Le requérant soutient que :
S’agissant de la décision portant obligation de quitter le territoire français :
- elle est entachée d’un vice d’incompétence ;
- elle est entachée d’un défaut de motivation ;
- elle est entachée d’un défaut d’examen particulier ;
- elle méconnaît les dispositions de l’article L. 542-1 du code de l’entrée et du séjour des étrangers et du droit d’asile ;
- la préfète a méconnu l’étendue de ses pouvoirs ;
- la décision contestée méconnaît les stipulations de l’article 8 de la convention européenne de sauvegarde des droits de l’homme et des libertés fondamentales et les dispositions des articles L. 423-23 et L. 425-9 du code de l’entrée et du séjour des étrangers et du droit d’asile ;
- elle est entachée d’une erreur manifeste d’appréciation.
S’agissant de la décision fixant le pays de destination :
- l’illégalité de la décision portant obligation de quitter le territoire français entache d’illégalité cette décision ;
- elle est entachée d’un défaut de motivation ;
- elle est entachée d’un défaut d’examen sérieux ;
- elle méconnaît les stipulations de l’article 3 de la convention européenne de sauvegarde des droits de l’homme et des libertés fondamentales et les dispositions de l’article L. 721-4 du code de l’entrée et du séjour des étrangers et du droit d’asile.
Par un mémoire en défense, enregistré le 5 août 2025, le préfet du Val-de-Marne, représenté par Me Termeau, conclut au rejet de la requête, en faisant valoir que les moyens développés ne sont pas fondés.
Par ordonnance du 31 janvier 2026, la clôture de l’instruction a été fixée au 14 février suivant.
Par décision du 19 février 2025, M. C… a été admis au bénéfice de l’aide juridictionnelle totale.
Vu les autres pièces du dossier.
Vu :
- la convention européenne de sauvegarde des droits de l’homme et des libertés fondamentales ;
- le code de l’entrée et du séjour des étrangers et du droit d’asile ;
- la loi n° 91-647 du 10 juillet 1991 ;
- le code de justice administrative.
Les parties ont été régulièrement averties du jour de l’audience.
Le rapporteur public a été dispensé, sur sa proposition, de prononcer des conclusions à l’audience en application des dispositions de l’article R. 732-1-1 du code de justice administrative.
Le rapport de M. Meyrignac a été entendu au cours de l’audience publique.
Considérant ce qui suit :
M. C…, ressortissant bangladais né en 1991, est entré en France en octobre 2021 pour y solliciter l’asile qui lui a été refusé par une décision de l’Office français de protection des réfugiés et apatrides (OFPRA) du 29 janvier 2024, confirmée par ordonnance de la Cour nationale du droit d’asile (CNDA) du 4 juillet 2024. Par arrêté du 26 septembre suivant, la préfète du Val-de-Marne l’a obligé à quitter le territoire français dans un délai de trente jours et a fixé le pays de destination.

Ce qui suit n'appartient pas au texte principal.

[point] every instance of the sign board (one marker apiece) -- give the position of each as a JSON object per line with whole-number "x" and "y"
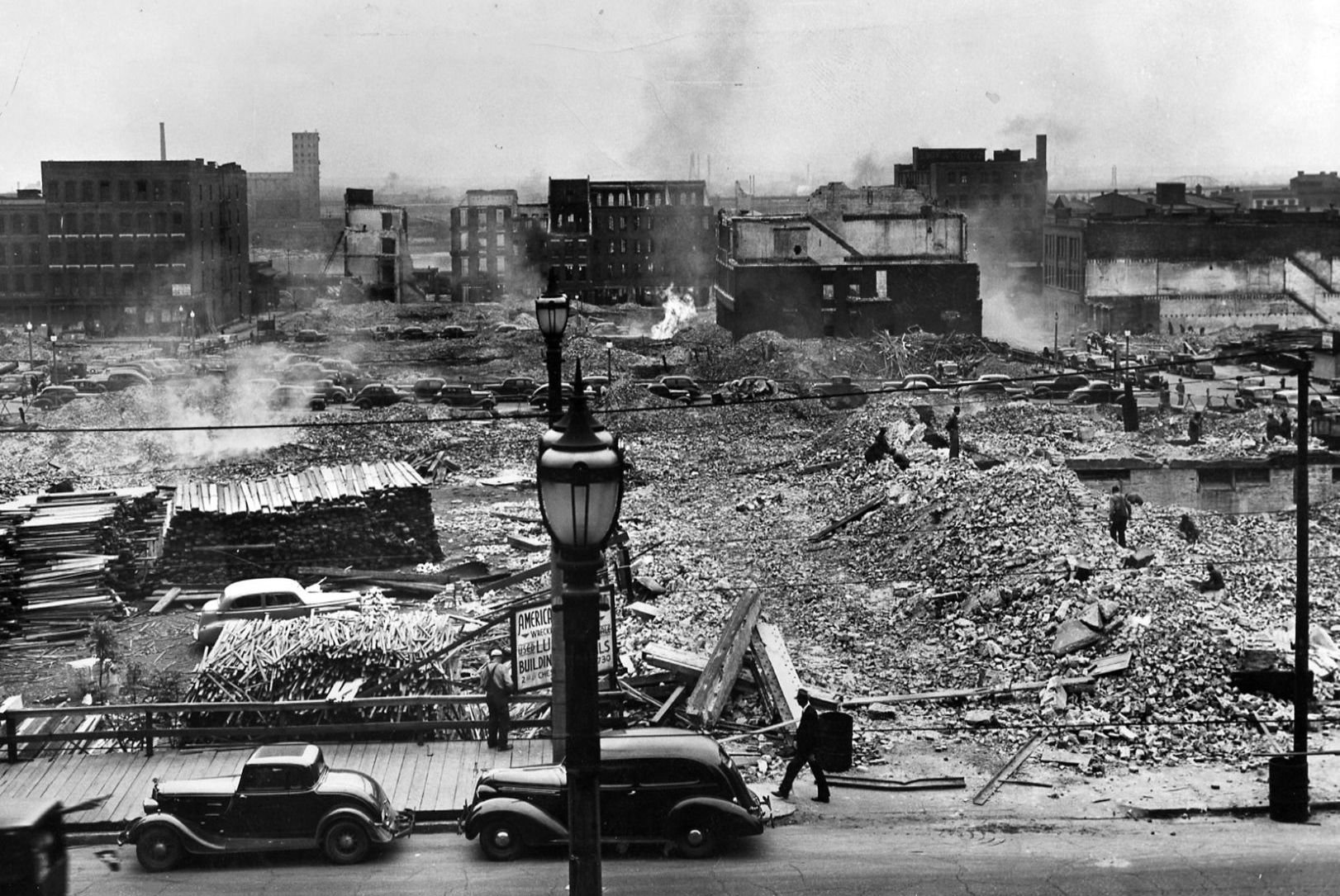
{"x": 532, "y": 646}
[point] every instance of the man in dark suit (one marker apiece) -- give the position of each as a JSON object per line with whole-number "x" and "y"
{"x": 807, "y": 741}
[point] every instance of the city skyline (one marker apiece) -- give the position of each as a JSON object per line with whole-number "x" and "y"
{"x": 472, "y": 94}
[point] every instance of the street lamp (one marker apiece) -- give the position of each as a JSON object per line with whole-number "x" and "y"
{"x": 581, "y": 482}
{"x": 551, "y": 312}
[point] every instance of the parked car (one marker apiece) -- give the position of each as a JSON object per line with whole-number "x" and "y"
{"x": 295, "y": 396}
{"x": 121, "y": 378}
{"x": 1059, "y": 387}
{"x": 512, "y": 389}
{"x": 379, "y": 396}
{"x": 1099, "y": 393}
{"x": 461, "y": 396}
{"x": 55, "y": 396}
{"x": 267, "y": 599}
{"x": 840, "y": 393}
{"x": 286, "y": 797}
{"x": 657, "y": 785}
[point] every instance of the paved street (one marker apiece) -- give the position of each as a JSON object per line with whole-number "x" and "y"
{"x": 950, "y": 857}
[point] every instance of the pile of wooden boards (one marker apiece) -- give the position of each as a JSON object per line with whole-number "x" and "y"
{"x": 314, "y": 657}
{"x": 366, "y": 514}
{"x": 71, "y": 556}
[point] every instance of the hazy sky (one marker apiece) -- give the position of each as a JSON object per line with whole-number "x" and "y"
{"x": 468, "y": 94}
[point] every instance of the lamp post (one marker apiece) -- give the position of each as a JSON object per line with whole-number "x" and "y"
{"x": 551, "y": 312}
{"x": 581, "y": 478}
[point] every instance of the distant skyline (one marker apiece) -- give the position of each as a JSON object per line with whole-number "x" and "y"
{"x": 469, "y": 94}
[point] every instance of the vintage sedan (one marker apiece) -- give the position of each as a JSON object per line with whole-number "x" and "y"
{"x": 284, "y": 799}
{"x": 657, "y": 785}
{"x": 273, "y": 598}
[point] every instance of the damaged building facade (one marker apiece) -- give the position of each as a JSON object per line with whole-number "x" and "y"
{"x": 377, "y": 248}
{"x": 630, "y": 240}
{"x": 858, "y": 262}
{"x": 137, "y": 247}
{"x": 497, "y": 244}
{"x": 1178, "y": 268}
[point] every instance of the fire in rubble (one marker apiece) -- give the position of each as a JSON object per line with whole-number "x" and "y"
{"x": 678, "y": 308}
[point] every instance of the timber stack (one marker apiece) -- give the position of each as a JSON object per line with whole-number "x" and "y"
{"x": 71, "y": 556}
{"x": 375, "y": 514}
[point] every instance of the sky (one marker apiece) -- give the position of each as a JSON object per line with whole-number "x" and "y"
{"x": 467, "y": 94}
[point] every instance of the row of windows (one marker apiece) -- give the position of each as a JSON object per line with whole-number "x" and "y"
{"x": 21, "y": 224}
{"x": 646, "y": 198}
{"x": 954, "y": 176}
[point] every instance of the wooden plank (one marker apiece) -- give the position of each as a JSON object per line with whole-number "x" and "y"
{"x": 719, "y": 678}
{"x": 165, "y": 602}
{"x": 1010, "y": 768}
{"x": 777, "y": 676}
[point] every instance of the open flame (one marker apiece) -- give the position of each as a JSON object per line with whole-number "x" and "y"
{"x": 678, "y": 308}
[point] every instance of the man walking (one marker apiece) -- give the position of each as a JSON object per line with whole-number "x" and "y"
{"x": 1118, "y": 514}
{"x": 496, "y": 683}
{"x": 807, "y": 741}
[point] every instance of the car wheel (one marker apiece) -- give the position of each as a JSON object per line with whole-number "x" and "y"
{"x": 697, "y": 839}
{"x": 159, "y": 850}
{"x": 346, "y": 842}
{"x": 501, "y": 840}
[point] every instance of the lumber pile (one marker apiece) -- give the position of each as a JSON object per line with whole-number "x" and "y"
{"x": 333, "y": 657}
{"x": 73, "y": 556}
{"x": 373, "y": 514}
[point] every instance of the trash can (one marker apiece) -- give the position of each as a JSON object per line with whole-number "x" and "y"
{"x": 834, "y": 751}
{"x": 1290, "y": 788}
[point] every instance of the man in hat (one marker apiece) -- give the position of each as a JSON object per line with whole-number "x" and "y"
{"x": 807, "y": 741}
{"x": 496, "y": 683}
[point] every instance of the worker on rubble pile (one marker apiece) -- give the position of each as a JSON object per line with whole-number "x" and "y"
{"x": 496, "y": 683}
{"x": 1118, "y": 514}
{"x": 807, "y": 741}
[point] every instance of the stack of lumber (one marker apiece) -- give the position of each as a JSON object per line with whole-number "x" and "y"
{"x": 315, "y": 657}
{"x": 67, "y": 557}
{"x": 368, "y": 514}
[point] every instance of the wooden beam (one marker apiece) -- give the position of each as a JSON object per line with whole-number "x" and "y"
{"x": 777, "y": 678}
{"x": 725, "y": 661}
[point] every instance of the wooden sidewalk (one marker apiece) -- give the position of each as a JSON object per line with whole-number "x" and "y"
{"x": 435, "y": 779}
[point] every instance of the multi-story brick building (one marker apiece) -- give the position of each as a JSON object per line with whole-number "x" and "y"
{"x": 131, "y": 243}
{"x": 630, "y": 240}
{"x": 377, "y": 247}
{"x": 284, "y": 208}
{"x": 497, "y": 244}
{"x": 23, "y": 258}
{"x": 857, "y": 263}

Par la requête susvisée, l’intéressé sollicite l’annulation de cet arrêté.
Sur les conclusions tendant à l’admission provisoire à l’aide juridictionnelle :
Si M. C… sollicite, dans le cadre de sa requête, son admission à titre provisoire au bénéfice de l’aide juridictionnelle, il ressort des pièces du dossier qu’il a été admis au bénéfice de l’aide juridictionnelle totale par une décision du président du bureau d’aide juridictionnelle du 19 février 2025. Par suite, ses conclusions tendant à ce que le tribunal l’admette à titre provisoire au bénéfice de l’aide juridictionnelle sont devenues sans objet et il n’y a, par suite, pas lieu d’y statuer.
Sur les conclusions à fin d’annulation :
En ce qui concerne la décision portant obligation de quitter le territoire français :
En premier lieu, par un arrêté du 27 juin 2024, régulièrement publié au recueil des actes administratifs de la préfecture du même jour, la préfète du Val-de-Marne a donné délégation à Mme B… D…, directrice des migrations et de l’intégration et signataire de l’arrêté en litige, à effet de signer notamment la décision contestée. Par suite, le moyen tiré de l’incompétence de la signataire de la décision contestée doit être écarté.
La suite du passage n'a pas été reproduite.